Comments (7)
Hello @ghstahl
See some description of epoch in docs.
So epoch describes the generation of stream, to help properly detect missed messages in case there was stream like this one:
EPOCH#1 0, 1, 2, 3
And then stream was lost and new publications were added to a stream with new epoch:
EPOCH#2 0, 1, 2, 3
In this case when client tries to recover from EPOCH#1 and offset 2 – history call will receive unrecoverable position
error (code 112
). And automatic recovery in client protocol will provide recovered: false
flag, signalling that state should be loaded from the main application database.
Let's assume the following.
maxUint64 is 10.
It's not 10, not sure why we should assume this. You can stream to channel in 240 Hz more than a billion years to achieve max uint64 value. Centrifugo will handle case when epoch changed and offset was reset, but it wont handle the case when epoch is the same but offset is 18446744073709551615 0 1 2
- it's UB, and there are no plans to change this as there is no practical reason.
from centrifugo.
To get more clarification.
My tests are stopping my go client and adding a few messages to centrifugo.
I also block OnPublication events from centrifugo until I have caught up.
OnStartup case 1:
I load from my storage EPOCH#1
and offset 2
I get an OnSubscribed
event from centrifugo with streamposition;
EPOCH#2
and offset 4
Being different this causes me to go into a history recovery loop.
What will happen?
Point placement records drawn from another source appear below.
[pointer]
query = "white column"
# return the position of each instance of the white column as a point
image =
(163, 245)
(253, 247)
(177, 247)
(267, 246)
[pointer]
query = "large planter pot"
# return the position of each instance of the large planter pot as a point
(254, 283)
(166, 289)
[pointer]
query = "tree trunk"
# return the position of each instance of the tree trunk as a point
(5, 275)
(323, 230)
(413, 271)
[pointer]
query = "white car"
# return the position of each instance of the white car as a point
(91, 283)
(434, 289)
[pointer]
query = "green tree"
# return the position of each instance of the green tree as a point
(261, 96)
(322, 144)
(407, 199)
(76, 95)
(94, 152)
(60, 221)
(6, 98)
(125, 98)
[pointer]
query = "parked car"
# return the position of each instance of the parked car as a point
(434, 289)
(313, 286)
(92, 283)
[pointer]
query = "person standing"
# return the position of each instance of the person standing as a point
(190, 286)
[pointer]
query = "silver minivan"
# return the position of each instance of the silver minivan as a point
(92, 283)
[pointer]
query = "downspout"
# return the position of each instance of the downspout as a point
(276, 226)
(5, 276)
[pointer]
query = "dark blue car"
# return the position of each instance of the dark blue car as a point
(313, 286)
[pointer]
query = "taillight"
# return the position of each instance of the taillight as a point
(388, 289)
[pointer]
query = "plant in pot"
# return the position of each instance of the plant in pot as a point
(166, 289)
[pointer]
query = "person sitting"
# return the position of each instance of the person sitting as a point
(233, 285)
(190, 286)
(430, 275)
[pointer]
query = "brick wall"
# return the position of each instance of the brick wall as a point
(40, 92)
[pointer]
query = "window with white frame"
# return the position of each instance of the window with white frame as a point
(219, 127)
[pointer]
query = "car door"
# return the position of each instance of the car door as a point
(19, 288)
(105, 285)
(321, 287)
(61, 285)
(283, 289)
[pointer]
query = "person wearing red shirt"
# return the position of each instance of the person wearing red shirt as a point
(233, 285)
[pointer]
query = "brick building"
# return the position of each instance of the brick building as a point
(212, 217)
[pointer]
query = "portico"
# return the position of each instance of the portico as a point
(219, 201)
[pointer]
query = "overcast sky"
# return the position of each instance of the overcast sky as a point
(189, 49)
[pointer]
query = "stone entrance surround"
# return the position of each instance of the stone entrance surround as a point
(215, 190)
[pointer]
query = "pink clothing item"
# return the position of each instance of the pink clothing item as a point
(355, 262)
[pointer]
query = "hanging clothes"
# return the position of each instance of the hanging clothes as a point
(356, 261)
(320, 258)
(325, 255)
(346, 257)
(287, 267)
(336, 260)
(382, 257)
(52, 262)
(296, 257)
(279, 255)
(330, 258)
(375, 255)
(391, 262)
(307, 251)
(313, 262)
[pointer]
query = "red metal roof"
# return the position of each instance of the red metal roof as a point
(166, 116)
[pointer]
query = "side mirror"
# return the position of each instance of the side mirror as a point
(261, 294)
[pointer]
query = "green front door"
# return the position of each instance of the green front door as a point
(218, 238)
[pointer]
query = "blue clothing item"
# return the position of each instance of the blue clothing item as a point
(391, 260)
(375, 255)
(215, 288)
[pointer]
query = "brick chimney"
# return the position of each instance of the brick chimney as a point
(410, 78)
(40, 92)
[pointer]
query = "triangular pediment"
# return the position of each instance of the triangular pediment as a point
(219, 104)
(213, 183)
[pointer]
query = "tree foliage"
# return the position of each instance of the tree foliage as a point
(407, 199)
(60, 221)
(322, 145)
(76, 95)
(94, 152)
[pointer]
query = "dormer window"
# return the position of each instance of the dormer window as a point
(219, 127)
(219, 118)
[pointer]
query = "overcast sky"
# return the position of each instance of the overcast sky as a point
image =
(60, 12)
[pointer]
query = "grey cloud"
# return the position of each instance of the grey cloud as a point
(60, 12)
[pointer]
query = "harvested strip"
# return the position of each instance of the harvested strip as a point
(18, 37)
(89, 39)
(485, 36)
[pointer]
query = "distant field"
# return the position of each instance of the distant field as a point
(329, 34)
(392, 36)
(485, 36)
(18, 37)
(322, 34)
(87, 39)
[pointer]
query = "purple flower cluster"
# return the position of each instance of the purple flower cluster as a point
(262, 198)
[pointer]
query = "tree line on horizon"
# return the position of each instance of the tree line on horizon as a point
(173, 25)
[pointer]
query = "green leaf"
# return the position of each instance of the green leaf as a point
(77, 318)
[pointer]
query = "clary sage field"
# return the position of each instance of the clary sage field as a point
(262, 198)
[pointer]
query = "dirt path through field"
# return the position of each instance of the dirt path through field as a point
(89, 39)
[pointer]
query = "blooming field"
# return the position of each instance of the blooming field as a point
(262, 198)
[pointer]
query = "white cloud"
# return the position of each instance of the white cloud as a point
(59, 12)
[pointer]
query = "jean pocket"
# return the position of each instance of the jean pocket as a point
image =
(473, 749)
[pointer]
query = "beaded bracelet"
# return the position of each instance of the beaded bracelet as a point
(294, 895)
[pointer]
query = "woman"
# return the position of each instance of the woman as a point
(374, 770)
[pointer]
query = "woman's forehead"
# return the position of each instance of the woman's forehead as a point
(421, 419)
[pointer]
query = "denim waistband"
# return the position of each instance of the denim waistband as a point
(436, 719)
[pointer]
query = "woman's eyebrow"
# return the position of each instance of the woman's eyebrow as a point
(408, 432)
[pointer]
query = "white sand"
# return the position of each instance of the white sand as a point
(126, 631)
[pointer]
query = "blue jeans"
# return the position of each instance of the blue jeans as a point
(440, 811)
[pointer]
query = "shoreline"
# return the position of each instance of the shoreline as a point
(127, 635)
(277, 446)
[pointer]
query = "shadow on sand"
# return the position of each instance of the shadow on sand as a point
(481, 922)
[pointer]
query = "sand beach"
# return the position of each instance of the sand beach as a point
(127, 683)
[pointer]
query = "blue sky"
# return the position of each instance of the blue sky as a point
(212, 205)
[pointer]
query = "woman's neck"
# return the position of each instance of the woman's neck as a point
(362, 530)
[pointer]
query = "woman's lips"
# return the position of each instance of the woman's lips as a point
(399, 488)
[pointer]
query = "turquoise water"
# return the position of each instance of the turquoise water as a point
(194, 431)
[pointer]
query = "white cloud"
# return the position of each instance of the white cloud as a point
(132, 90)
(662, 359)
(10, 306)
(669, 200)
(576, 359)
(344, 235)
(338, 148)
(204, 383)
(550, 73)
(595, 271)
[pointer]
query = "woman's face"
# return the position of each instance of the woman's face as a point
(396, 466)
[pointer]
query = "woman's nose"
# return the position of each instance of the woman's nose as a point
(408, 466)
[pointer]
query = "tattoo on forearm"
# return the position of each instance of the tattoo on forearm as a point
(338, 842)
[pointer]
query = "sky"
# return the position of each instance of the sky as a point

From what I can gather I lost everything in EPOCH#1
and probably should change my historical stream position to
EPOCH#2
and offset 0
to get something.
OnStartup case 2:
I load from my storage EPOCH#1
and offset 2
I get an OnSubscribed
event from centrifugo with streamposition;
EPOCH#1
and offset 5000
Being different I enter a history recovery loop to fetch those missed messages.
During that loop I get another OnSubscribed
event from centrifugo. I have seen this happen in my tests.
I can assume this means I have lost connection and I now get a new streamposition from centrifuge that is further along than the initial one.
This cause me to shutdown my previous catchup loop and spawn another.
I assume I may get a different epoch like EPOCH#2
in the second onSubscribedEvent. What now?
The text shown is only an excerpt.